On the morning of Wednesday, August 27th we boarded the giant Korubo all terrain vehicle for our 300 km, 8-hour journey into the Jalapão desert, to the Korubo Safari Camp on the Rio Novo. Google Coordinates: 10 35 22 07 South 46 45 27.04 West.

About 2 hours after leaving Palmas, the capital of Tocantins State, the paved road ended. We had a delicious lunch in Ponte Alta, where the dirt roads begin. Brazilian food is heavy – meat, rice, beans, bread, potatoes, farofa, at almost every meal.


After lunch we took a short walk through the town .

About 20 minutes out of town, we were driving through baking hot scrubland. The temperature was about 42 C, 108 F. Although this is “winter” south of the equator, it is the hot dry season. When the rains come in “summer” – December and January the temperature might only get to 33 C, or about 91 F. There is no humidity – so 100 degrees is like 80 in Miami or New York – quite comfortable. By night the temperature drops to the 50s – and to near freezing in June and July.

As we went thought the scrubland there was little shade, the fields were motionless in the heat. At that point we stopped and walked into a field and we could hear water rushing. We walked down a hill and noticed a small crevice. As we followed it the divide became wider and we then climbed down into an underground river. The temperature was at least 30 degrees cooler 25 C or 77 F and there were refreshing waterfalls everywhere.

Back on the Korubo truck we headed out into an absolute wilderness. No towns, or even houses for hundreds of kilometers. The land is flat and sandy, broken by mesas and buttes. Fires race across the land, consuming the thin cover of grass and brush.

At sundown (6 PM) we arrived at Korubo Safari Camp.

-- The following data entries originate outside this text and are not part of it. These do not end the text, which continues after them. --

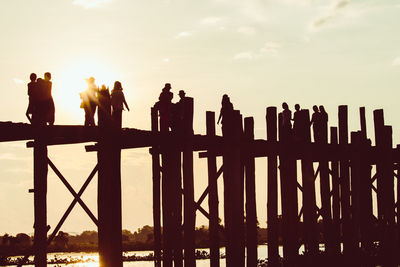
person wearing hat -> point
(164, 106)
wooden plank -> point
(328, 231)
(40, 170)
(109, 187)
(309, 203)
(155, 155)
(188, 185)
(288, 178)
(349, 245)
(272, 189)
(251, 212)
(213, 194)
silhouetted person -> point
(286, 124)
(104, 110)
(226, 113)
(44, 111)
(117, 103)
(32, 93)
(89, 101)
(316, 124)
(323, 124)
(164, 107)
(296, 121)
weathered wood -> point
(272, 190)
(288, 178)
(309, 203)
(155, 155)
(40, 171)
(355, 162)
(325, 194)
(349, 246)
(188, 184)
(336, 226)
(251, 212)
(109, 188)
(213, 194)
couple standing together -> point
(41, 104)
(90, 101)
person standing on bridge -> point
(32, 93)
(164, 107)
(89, 101)
(44, 106)
(226, 113)
(117, 104)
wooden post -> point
(272, 189)
(251, 212)
(188, 186)
(155, 154)
(233, 209)
(335, 198)
(385, 188)
(40, 170)
(213, 193)
(309, 204)
(288, 176)
(325, 193)
(349, 245)
(109, 187)
(355, 138)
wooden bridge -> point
(349, 173)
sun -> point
(70, 81)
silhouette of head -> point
(117, 85)
(225, 99)
(47, 76)
(33, 77)
(167, 86)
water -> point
(92, 259)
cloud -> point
(248, 55)
(18, 81)
(90, 3)
(211, 21)
(270, 48)
(246, 30)
(329, 13)
(183, 35)
(396, 61)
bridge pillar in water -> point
(109, 187)
(40, 171)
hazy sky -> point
(261, 53)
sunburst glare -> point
(70, 81)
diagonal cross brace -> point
(72, 205)
(69, 187)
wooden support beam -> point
(72, 191)
(213, 193)
(308, 182)
(325, 211)
(188, 184)
(349, 244)
(251, 212)
(155, 156)
(40, 171)
(272, 190)
(109, 186)
(289, 199)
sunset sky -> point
(261, 53)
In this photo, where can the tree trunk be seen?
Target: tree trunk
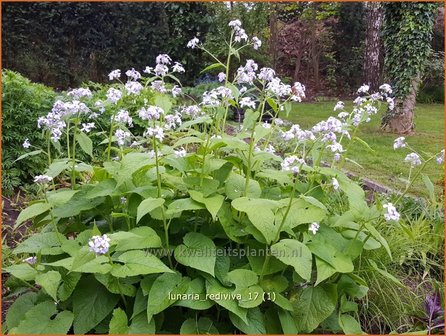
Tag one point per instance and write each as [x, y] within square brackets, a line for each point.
[400, 119]
[372, 64]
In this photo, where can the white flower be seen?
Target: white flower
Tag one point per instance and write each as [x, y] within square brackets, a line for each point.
[364, 89]
[339, 106]
[177, 67]
[192, 111]
[193, 43]
[79, 93]
[440, 158]
[335, 183]
[292, 163]
[133, 87]
[163, 59]
[30, 260]
[314, 227]
[133, 74]
[278, 122]
[176, 91]
[399, 143]
[121, 136]
[26, 143]
[99, 244]
[148, 70]
[158, 86]
[247, 101]
[298, 91]
[156, 131]
[256, 42]
[391, 214]
[266, 74]
[115, 74]
[87, 127]
[180, 153]
[221, 77]
[161, 70]
[235, 24]
[42, 179]
[386, 88]
[391, 103]
[113, 95]
[172, 121]
[151, 113]
[123, 117]
[413, 159]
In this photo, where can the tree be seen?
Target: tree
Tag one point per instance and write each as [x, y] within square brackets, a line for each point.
[372, 64]
[407, 35]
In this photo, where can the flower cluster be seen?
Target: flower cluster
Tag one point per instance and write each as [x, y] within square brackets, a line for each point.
[413, 159]
[99, 244]
[391, 213]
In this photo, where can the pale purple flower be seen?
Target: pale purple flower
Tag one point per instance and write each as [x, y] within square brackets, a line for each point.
[413, 159]
[391, 213]
[26, 144]
[399, 143]
[115, 74]
[42, 179]
[314, 227]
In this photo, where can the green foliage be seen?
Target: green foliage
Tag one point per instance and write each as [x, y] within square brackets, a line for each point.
[23, 103]
[142, 236]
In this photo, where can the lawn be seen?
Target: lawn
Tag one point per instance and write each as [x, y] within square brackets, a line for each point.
[385, 165]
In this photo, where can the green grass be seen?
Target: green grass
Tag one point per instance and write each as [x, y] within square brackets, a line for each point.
[386, 165]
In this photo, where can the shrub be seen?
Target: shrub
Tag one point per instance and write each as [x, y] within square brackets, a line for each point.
[186, 229]
[23, 103]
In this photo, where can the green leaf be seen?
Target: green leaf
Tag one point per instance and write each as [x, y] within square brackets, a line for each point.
[225, 297]
[163, 101]
[212, 66]
[49, 281]
[302, 211]
[46, 243]
[163, 292]
[235, 186]
[118, 323]
[22, 271]
[92, 302]
[429, 186]
[38, 320]
[21, 157]
[349, 325]
[117, 285]
[69, 282]
[138, 238]
[324, 270]
[16, 312]
[85, 142]
[255, 322]
[183, 204]
[195, 296]
[296, 254]
[204, 326]
[261, 214]
[213, 204]
[197, 252]
[313, 305]
[31, 212]
[138, 263]
[146, 206]
[141, 326]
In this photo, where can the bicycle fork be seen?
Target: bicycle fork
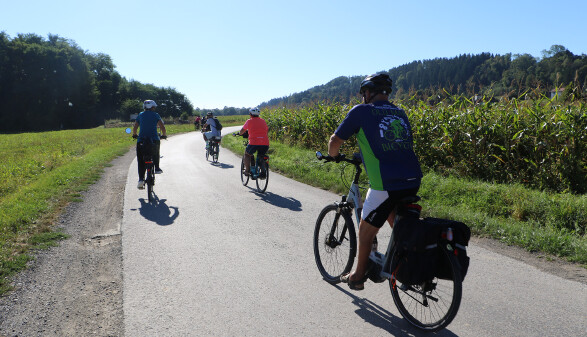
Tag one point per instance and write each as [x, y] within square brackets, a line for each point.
[332, 241]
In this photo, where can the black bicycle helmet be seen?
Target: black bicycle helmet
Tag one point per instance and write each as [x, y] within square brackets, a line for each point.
[377, 83]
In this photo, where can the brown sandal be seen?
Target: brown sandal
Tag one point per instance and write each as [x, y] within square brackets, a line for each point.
[354, 285]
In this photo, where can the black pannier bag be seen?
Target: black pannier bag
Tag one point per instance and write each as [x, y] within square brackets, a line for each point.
[418, 252]
[416, 260]
[461, 236]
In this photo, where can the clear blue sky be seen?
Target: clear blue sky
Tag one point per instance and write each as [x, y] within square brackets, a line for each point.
[242, 53]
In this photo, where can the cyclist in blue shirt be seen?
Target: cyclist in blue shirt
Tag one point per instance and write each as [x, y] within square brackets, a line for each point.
[148, 121]
[385, 139]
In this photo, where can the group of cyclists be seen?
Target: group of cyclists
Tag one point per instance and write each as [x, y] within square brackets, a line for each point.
[385, 141]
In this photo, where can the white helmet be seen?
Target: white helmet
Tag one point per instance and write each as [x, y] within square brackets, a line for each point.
[148, 104]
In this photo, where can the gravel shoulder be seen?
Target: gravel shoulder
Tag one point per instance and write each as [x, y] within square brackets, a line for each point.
[75, 289]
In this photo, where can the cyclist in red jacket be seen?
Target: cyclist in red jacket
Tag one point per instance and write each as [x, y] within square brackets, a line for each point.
[258, 139]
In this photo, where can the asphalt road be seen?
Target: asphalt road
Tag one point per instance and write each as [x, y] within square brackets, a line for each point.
[213, 257]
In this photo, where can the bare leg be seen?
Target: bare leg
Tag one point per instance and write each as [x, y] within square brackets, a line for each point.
[367, 233]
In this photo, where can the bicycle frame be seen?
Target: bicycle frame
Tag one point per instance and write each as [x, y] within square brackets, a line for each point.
[354, 201]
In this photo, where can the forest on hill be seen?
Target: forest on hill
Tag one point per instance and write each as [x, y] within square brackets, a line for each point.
[53, 84]
[482, 74]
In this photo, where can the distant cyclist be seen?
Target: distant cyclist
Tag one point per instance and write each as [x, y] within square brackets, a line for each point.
[148, 121]
[258, 139]
[385, 139]
[210, 127]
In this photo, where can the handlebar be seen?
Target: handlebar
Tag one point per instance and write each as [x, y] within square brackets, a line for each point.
[356, 160]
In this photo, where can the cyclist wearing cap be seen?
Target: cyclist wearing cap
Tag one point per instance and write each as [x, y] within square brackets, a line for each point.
[210, 126]
[258, 139]
[385, 139]
[148, 121]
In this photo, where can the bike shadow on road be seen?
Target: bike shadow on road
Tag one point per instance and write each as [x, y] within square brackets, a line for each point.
[382, 318]
[222, 165]
[158, 211]
[276, 200]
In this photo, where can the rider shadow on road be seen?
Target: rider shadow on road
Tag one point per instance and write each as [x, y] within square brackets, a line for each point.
[158, 212]
[222, 165]
[279, 201]
[381, 318]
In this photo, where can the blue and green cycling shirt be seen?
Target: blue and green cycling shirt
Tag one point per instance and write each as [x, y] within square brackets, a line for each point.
[148, 120]
[385, 139]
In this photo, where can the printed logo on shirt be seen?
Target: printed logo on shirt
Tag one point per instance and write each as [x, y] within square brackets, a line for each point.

Here is a quick tour of the camp. Korubo is completely eco friendly. The Rio Novo is perfectly clean due to no human or cattle habitation in the surrounding terrain.

Water from the river is used for cleaning, cooking and drinking. You can drink directly form the river. There are no plastic water bottles here, unless they are being recycled.

There are fixed tents that never need to be taken down, due to the consistency of the weather.


The shower water is heated by fire, allowing to hot water at the end of each day. Toilets are similar to those on a boat – all waste is dried (far from the camp) and taken to an incinerator in Palmas.

Food is tasty and plentiful. Beer and caiprinhas are served with dinner. Nighttime activity can be gazing at the Southern Hemisphere stars or reading in the tent under a solar powered lamp.

All power in the camp is solar – I even charged my laptop from a solar generator. Korubo may be rustic , but it is run with professional perfection. Check out their website HERE.

By the way , you can avoid 8 hour drive by flying to a nearby airstrip – but that would take away a lot of adventure.